Il y a aussi une sorcière complètement camée, probablement atteinte d’Hépatite C, jalouse de la beauté relative d’une asiatique à la coiffe de mulet que plusieurs hommes ne peuvent pas s’empêcher de reluquer comme un vulgaire trophée. On a parfois l’impression d’avoir affaire à un parc récréatif ou un Disneyland sous acide lorsque Fred baguenaude dans les artères de la banlieue, un Main Street envahi de pouilleux, où le château de la belle au bois dormant aurait été substitué par une grande casse auto au milieu de ruines éparses et de champs dévastés.
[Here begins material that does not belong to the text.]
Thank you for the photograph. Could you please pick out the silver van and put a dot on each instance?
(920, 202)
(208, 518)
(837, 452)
Outre les débordements gores provoqués par l’ingestion du « Viper », le récit comporte son lot de scènes absurdes et de répliques culte : un vol à l’étalage dans un magasin qui se conclut par le réquisitoire enjoué d’un clochard, un policier qui se fait vomir sur la tête d’un gangster qu’il vient de tabasser et baignant à demi comateux dans un urinoir, ou bien encore cette pause récréative entre mendiants où un pénis arraché sert de relais à un jeu de cour d’école dans la joie et l’allégresse communicative. Il n’y a que dans ce divertissement où le dégoût qu’une telle situation peut engendrer vous procurera un sous-rire sincère. Le long-métrage s’acquitte d’autant d’intrigues que de personnages à coup de pay off bien assénés. Dans un jeu de chaises musicales, les bourreaux finiront à leur tour par devenir les victimes, car dans Street Trash comme dans la vie, tout le monde finit par trouver son maître.
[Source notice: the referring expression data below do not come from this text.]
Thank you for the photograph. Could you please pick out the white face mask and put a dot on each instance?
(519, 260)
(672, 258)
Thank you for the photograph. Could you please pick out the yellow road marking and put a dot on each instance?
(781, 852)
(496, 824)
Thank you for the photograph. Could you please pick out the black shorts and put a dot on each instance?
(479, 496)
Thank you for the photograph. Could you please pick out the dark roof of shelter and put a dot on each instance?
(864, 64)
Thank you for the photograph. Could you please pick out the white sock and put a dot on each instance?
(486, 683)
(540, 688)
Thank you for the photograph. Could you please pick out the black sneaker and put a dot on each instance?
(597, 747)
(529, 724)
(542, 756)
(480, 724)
Responsable d’un documentaire retraçant les premières œuvres de George Romero intitulé Document of the Dead et avant tout destiné à ses étudiants, Roy Frumkes ira jusqu’à imiter son modèle de prédilection. Il se permet en effet de glisser un clin d’œil à La Nuit des Morts-Vivants dans une séquence où une nymphomane en goguette est assaillie par une horde de loqueteux libidineux qui vont la violer à mort toute la nuit, avant que le charognard syphilitique des lieux ne s’empare lui aussi de sa carcasse défraîchit, toujours dans la bonne humeur. La virtuosité technique des plans au Steadicam impressionne pour une série B de cette envergure. Quant à la photographie, celle-ci parvient autant à restituer l’atmosphère mortifère des lieux qu’à l’iconiser grâce à des couleurs saturées renforçant l’aspect bande dessinée du long métrage.
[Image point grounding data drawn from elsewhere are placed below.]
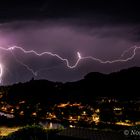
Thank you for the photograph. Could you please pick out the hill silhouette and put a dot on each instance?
(93, 85)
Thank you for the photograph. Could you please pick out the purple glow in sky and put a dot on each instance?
(65, 38)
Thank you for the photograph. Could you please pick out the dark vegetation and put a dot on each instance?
(86, 90)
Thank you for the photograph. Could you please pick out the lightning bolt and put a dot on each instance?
(80, 57)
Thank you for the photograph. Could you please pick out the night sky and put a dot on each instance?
(102, 29)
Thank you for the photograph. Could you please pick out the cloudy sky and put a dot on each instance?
(102, 29)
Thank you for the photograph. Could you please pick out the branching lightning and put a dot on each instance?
(66, 61)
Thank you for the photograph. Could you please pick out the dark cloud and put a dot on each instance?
(102, 29)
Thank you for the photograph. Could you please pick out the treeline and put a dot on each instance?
(86, 90)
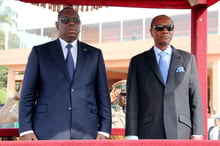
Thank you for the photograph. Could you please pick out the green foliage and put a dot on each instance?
(3, 95)
(7, 15)
(3, 76)
(2, 40)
Avec cette carte de visite 5 étoiles, le jeune réalisateur deviendra l’opérateur steadicam attitré d’un certain James Cameron. Bien qu’à contrario et si l’on en croit les bonus de la superbe édition blu-ray remastérisée de ESC Distribution, Jim Muro aurait depuis totalement renié la paternité de son long-métrage. Pourtant, le réalisateur confiait à l’époque s’être inspirée de John Waters, Russ Meyer et de ses premières expériences aux côtés de Frank Henenlotter. Quoi qu’il en soit, Street Trash figure encore aujourd’hui comme un chef d’œuvre de mauvais goût qui ne craint pas de malmener la bienséance pour ériger sa propre morale.